Glorieux d’être en famille, Maître Adam se trémoussait À doler une cheville Qui se changeait en fausset. À cheval sur sa futaille, De ce coursier de bataille, Basselin, le bon Normand, Souriait à Henri quatre, Qui semblait las de se battre Et buvait royalement.
Philippe de Macédoine, Près de son fils demi-nu, Querellait un pauvre moine D’Aristote soutenu. Diogène le cynique Montrait d’un doigt ironique Chapelle tout décoiffé. Despréaux raillait Voltaire Qui sucrait avec mystère Une tasse de café.

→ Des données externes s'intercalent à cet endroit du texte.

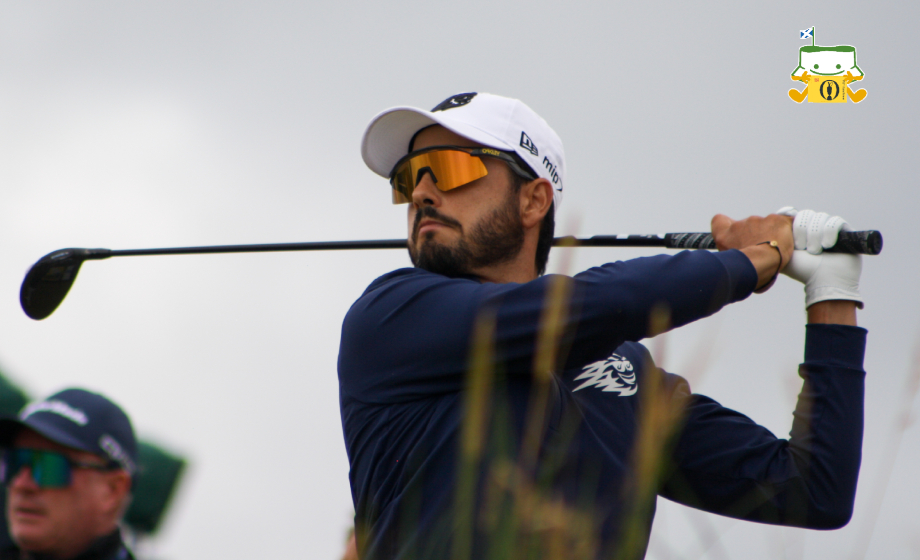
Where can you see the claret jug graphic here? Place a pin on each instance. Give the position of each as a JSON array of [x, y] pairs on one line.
[[827, 73]]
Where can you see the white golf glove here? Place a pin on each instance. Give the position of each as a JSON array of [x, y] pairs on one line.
[[826, 276]]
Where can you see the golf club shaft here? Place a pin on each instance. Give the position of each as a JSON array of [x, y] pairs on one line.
[[864, 242]]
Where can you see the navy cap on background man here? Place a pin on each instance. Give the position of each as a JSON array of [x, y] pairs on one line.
[[68, 463]]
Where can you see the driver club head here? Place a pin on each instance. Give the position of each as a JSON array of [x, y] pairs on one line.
[[48, 281]]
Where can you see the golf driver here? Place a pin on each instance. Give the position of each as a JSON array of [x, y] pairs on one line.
[[48, 281]]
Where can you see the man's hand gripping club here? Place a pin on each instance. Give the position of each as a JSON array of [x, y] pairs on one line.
[[831, 279], [753, 237]]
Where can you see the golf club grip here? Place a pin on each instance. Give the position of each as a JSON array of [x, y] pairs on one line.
[[867, 242]]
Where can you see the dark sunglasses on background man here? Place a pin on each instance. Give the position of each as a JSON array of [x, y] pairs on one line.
[[49, 469], [450, 167]]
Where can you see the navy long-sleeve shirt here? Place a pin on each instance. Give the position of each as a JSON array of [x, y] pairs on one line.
[[403, 376]]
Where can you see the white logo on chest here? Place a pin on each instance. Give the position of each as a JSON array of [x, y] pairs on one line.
[[613, 375]]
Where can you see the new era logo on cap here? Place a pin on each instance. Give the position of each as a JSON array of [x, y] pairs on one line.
[[454, 101], [528, 144]]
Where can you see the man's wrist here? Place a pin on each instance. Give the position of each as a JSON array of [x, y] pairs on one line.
[[766, 261], [833, 312]]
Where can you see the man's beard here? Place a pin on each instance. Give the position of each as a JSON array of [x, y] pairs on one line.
[[496, 239]]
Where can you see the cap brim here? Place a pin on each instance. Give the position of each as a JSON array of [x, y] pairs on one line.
[[9, 427], [387, 137]]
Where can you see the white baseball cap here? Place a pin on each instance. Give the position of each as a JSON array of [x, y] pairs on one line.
[[491, 120]]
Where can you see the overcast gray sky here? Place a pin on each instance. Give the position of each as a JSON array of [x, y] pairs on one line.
[[156, 124]]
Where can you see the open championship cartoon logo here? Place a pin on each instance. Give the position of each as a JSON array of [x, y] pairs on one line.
[[827, 73]]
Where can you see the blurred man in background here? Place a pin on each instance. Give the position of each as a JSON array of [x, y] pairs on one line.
[[67, 464]]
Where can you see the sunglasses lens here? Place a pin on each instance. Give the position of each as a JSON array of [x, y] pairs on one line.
[[449, 169], [49, 469]]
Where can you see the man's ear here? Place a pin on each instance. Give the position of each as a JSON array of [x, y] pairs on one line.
[[536, 198]]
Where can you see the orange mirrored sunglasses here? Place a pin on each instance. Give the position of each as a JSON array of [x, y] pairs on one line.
[[449, 166]]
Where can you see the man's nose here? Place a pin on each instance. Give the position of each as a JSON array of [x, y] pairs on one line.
[[426, 192]]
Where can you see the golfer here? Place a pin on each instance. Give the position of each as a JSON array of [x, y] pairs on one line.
[[490, 411]]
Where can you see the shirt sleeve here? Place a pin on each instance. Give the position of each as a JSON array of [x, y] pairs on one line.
[[725, 463], [410, 335]]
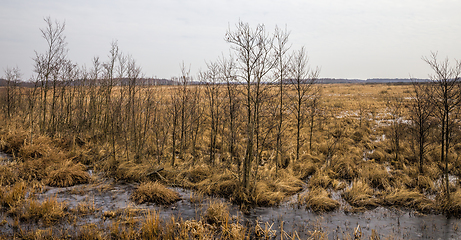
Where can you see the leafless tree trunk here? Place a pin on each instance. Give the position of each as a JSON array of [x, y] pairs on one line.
[[254, 54], [13, 76], [47, 65], [303, 80], [282, 72], [447, 97], [421, 112]]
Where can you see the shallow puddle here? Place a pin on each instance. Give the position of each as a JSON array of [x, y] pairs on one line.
[[386, 222]]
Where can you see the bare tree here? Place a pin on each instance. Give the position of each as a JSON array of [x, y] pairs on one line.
[[48, 64], [302, 80], [282, 72], [213, 92], [13, 76], [253, 50], [395, 106], [421, 111], [446, 94]]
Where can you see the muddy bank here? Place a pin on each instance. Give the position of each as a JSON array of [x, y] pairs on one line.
[[113, 198]]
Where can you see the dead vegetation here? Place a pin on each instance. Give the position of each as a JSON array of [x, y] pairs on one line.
[[319, 200], [154, 192]]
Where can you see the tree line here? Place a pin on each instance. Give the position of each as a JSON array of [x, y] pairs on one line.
[[242, 108]]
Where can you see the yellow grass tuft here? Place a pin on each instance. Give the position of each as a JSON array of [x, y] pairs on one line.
[[48, 212], [360, 195], [408, 198], [154, 192], [217, 213], [7, 176], [375, 174], [319, 200], [321, 179], [67, 174]]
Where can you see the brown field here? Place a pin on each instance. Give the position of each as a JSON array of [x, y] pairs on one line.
[[158, 138]]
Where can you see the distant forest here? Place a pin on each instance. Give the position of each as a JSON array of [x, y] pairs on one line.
[[155, 81]]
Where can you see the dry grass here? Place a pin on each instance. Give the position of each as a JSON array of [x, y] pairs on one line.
[[48, 212], [217, 213], [360, 195], [453, 207], [321, 179], [375, 174], [12, 196], [319, 200], [154, 192], [408, 198], [67, 174], [7, 176], [344, 168]]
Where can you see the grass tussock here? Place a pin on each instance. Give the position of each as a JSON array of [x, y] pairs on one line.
[[224, 184], [217, 213], [48, 212], [344, 168], [376, 175], [321, 179], [360, 195], [453, 206], [67, 174], [304, 169], [154, 192], [12, 196], [408, 198], [7, 176], [319, 200]]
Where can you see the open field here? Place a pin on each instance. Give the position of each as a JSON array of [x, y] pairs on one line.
[[177, 147]]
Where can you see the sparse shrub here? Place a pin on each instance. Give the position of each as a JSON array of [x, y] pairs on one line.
[[154, 192]]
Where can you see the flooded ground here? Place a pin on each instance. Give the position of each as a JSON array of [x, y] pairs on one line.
[[109, 198]]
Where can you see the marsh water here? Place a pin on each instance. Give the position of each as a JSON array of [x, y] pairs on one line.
[[108, 196], [397, 223]]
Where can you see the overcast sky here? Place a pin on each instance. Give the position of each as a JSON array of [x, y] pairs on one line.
[[345, 38]]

Caton, la face rougie, Pleurait d’attendrissement Au gras récit d’une orgie Que lui faisait Saint-Amant. L’ami Faret, le vieux drôle, S’appuyait sur son épaule Avec un souris cruel, Tandis qu’au gai bruit du verre, Alcofribas, l’œil sévère, Achevait Pantagruel.
Puis en s’éloignant, mon rêve S’acheva dans un jaidln ; J’aperçus notre mère Ève À la porte de l’Éden. Rouges du jus de la pomme, Les lèvres du premier homme Tremblaient de honte et d’orgueil ; Le serpent, d’un œil étrange, Guettait le glaive de l’ange, Qui flamboyait sur le seuil.

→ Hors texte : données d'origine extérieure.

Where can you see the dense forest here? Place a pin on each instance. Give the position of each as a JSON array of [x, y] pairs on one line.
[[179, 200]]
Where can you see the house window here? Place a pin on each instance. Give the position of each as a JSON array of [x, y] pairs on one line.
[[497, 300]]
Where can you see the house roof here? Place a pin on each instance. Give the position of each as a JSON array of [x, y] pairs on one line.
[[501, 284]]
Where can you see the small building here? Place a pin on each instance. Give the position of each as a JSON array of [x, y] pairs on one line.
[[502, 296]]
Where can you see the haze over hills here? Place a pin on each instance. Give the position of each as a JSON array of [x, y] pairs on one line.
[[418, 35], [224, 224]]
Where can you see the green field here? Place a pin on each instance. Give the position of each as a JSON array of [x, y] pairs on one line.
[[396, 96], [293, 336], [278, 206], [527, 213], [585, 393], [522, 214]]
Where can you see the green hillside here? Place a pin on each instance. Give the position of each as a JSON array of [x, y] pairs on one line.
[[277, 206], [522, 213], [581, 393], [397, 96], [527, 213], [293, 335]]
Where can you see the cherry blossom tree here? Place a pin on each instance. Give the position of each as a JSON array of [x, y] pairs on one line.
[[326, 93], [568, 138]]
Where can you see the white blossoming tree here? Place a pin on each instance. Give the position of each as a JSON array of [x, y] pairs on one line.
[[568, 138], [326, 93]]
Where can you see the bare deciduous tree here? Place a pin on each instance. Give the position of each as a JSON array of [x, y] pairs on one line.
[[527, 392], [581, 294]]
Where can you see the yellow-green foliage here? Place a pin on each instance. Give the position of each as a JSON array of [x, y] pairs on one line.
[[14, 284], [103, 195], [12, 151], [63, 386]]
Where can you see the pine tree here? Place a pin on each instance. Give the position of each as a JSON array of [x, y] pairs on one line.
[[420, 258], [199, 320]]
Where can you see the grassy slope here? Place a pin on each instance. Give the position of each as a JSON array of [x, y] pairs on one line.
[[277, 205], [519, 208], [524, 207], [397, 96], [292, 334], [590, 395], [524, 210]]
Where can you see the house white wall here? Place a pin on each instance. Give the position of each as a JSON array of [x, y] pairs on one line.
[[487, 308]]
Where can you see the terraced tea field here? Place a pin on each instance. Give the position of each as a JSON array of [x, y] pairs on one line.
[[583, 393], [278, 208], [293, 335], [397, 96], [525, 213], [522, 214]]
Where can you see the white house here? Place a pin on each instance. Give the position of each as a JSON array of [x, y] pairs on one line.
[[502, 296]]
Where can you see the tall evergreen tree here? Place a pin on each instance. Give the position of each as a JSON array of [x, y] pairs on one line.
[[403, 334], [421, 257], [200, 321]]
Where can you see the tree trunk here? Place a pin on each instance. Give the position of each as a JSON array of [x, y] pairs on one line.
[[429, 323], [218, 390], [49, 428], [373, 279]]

De l’arbre à sève traîtresse, Quel que soit le fruit mordu, Son jus renferme l’ivresse Et c’est un fruit défendu. Gens à soif inassouvie
Qui, croyant boire la vie, Versez, versez jusqu’au bord, Plus naïfs qu’Adam sans doute, Vous vous tuez goutte à goutte Et vous savourez la Mort.